Nach der Theorie kam die Praxis an die Reihe. Sven Dilba führte die Teilnehmer durch die einzelnen Stationen des Klärwerkes. Das Abwasser gelangt direkt von der Kanalisation ins Klärwerk und wird dort durch Pumpen zur Rechenanlage befördert. Dort werden grobe Abfälle wie durch ein Sieb abgefangen und beiseite geräumt. Sie landen in einem Container.

Die Flüssigkeit fließt dann in den Sand- und Fettfang. Von dort weiter in das Belebungsbecken, wo die Arbeit der Mikroorganismen beginnt. Es handelt sich dabei um Glockentierchen, Amöben und andere, die immer sehr hungrig sind. Sie fressen einen großen Teil der Schmutzstoffe und zerlegen sie. Danach gelangt das Wasser in die Nachklärbecken. Hier werden die letzten Schlammpartikel vom Abwasser getrennt.
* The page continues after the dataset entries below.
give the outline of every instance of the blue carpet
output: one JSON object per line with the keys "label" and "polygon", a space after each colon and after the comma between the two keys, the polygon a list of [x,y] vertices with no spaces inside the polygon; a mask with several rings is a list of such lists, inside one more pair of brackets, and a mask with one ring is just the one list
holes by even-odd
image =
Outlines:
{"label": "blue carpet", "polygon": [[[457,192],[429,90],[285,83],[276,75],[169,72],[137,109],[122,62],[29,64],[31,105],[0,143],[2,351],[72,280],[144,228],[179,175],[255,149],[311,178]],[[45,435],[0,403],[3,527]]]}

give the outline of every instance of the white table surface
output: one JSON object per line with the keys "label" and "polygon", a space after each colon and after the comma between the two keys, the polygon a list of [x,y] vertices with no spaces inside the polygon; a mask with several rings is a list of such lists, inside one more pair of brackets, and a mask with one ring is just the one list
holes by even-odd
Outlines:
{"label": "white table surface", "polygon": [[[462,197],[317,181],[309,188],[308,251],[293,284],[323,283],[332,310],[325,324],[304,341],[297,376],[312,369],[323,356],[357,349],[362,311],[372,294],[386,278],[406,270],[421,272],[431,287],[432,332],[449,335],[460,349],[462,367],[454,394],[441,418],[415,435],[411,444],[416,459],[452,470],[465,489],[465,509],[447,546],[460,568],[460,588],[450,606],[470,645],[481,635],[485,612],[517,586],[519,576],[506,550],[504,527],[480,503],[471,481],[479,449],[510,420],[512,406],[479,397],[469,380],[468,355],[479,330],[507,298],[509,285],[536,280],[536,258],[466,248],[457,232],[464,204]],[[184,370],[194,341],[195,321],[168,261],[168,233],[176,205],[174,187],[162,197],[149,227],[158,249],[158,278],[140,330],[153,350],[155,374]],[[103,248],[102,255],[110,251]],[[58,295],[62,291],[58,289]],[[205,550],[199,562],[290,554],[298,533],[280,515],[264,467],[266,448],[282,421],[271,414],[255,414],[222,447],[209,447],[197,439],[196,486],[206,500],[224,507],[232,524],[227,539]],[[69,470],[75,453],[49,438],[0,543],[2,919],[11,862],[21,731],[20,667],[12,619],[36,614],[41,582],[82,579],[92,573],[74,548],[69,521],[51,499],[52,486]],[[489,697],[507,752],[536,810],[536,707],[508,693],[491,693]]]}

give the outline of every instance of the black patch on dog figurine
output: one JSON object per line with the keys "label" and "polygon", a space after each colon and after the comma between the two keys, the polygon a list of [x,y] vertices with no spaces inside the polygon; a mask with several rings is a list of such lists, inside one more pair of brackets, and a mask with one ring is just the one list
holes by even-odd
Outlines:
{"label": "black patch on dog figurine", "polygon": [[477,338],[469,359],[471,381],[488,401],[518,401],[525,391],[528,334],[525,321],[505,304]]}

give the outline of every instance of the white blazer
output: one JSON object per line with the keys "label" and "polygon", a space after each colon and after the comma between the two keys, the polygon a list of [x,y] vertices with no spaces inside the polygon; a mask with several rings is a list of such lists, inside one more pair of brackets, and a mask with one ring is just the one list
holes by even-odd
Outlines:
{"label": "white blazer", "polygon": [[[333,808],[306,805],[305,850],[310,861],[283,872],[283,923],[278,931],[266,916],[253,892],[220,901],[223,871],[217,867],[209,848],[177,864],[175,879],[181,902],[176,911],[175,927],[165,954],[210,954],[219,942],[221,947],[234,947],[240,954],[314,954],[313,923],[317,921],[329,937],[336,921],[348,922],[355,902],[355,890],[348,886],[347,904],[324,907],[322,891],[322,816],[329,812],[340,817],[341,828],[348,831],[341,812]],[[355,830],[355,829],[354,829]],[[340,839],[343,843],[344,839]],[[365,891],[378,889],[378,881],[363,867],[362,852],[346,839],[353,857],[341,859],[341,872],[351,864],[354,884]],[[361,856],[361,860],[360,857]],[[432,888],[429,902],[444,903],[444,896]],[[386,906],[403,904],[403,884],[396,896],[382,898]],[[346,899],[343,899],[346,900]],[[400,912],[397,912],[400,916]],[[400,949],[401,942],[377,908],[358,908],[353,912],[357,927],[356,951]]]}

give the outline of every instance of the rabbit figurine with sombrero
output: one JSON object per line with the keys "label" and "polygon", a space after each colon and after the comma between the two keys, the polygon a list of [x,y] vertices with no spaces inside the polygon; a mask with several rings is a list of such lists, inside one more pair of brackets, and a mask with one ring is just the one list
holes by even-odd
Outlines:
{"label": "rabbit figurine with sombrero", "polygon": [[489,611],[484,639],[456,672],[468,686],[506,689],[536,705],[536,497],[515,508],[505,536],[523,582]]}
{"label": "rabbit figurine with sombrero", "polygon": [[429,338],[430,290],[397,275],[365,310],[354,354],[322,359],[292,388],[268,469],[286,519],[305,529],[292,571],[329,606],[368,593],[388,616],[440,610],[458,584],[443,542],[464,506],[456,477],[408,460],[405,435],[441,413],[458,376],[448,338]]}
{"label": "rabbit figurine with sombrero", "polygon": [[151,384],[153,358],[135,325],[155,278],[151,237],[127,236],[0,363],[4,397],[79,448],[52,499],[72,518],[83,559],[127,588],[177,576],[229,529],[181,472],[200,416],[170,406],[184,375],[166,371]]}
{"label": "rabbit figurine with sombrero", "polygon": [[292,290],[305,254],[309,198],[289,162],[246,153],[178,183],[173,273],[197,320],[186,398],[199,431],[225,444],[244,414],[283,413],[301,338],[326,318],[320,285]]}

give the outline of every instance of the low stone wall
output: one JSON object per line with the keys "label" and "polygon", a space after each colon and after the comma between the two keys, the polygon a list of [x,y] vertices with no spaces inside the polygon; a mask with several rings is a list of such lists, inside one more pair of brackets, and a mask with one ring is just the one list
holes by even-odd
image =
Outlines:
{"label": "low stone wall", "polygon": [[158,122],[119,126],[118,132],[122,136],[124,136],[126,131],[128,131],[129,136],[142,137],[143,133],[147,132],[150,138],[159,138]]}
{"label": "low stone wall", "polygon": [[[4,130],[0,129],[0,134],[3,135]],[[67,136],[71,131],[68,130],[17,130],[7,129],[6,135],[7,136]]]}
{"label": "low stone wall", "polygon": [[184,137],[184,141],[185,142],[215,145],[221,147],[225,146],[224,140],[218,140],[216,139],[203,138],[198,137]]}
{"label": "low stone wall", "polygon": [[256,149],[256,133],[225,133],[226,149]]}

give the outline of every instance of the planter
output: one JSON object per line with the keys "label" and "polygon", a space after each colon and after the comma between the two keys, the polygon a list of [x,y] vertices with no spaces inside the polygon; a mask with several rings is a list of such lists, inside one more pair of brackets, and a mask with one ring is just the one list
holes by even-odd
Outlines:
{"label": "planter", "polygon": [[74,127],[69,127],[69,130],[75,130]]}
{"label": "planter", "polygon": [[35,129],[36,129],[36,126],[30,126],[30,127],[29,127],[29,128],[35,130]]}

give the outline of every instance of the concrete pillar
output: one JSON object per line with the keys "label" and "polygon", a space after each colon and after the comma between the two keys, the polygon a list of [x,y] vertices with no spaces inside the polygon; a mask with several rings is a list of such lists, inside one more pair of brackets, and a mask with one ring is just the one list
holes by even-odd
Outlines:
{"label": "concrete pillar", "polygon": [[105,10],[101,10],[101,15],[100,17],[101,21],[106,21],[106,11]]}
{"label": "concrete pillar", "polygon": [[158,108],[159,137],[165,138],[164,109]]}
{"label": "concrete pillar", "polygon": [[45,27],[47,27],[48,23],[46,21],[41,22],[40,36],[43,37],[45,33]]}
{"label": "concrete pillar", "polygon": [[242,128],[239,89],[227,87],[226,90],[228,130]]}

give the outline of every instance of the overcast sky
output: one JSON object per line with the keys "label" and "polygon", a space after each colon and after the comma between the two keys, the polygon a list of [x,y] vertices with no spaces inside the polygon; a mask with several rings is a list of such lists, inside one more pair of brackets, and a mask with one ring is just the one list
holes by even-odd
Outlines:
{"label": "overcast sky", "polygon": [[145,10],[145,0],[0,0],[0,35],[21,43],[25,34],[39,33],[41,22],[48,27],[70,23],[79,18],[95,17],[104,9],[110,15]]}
Die herausgefilterten Fette und Schlämme wandern in Faultürme. Dort zerlegen Bakterien die organischen Bestandteile und produzieren so Methan: Aus dem Faulgas wird dann Strom erzeugt. „40 Prozent des großen Eigenbedarfs an Strom erzeugen wir damit selbst“, erklärte Dilba. Das saubere Wasser wird in die Oker geleitet. Der angefallene Klärschlamm bereitet allerdings Probleme. Die Masse ist reich an Stickstoff, Phosphor und Kalium. Alle drei Stoffe sind hervorragend als Dünger geeignet. Leider darf der getrocknete Schlamm nach einer neuen Verordnung nicht mehr zum Düngen auf die Felder gebracht werden. Darum mußte ein überdachtes Zwischenlager auf dem Gelände der Kläranlage errichtet werden. Von dort wird der Schlamm zur Verbrennung transportiert. Er hat in etwa den Brennwert wie Braunkohle.

Die CDU-Senioren zeigten sich interessiert und bedankten sich beim Teamleiter Dilba für die tolle Führung durch die Anlage.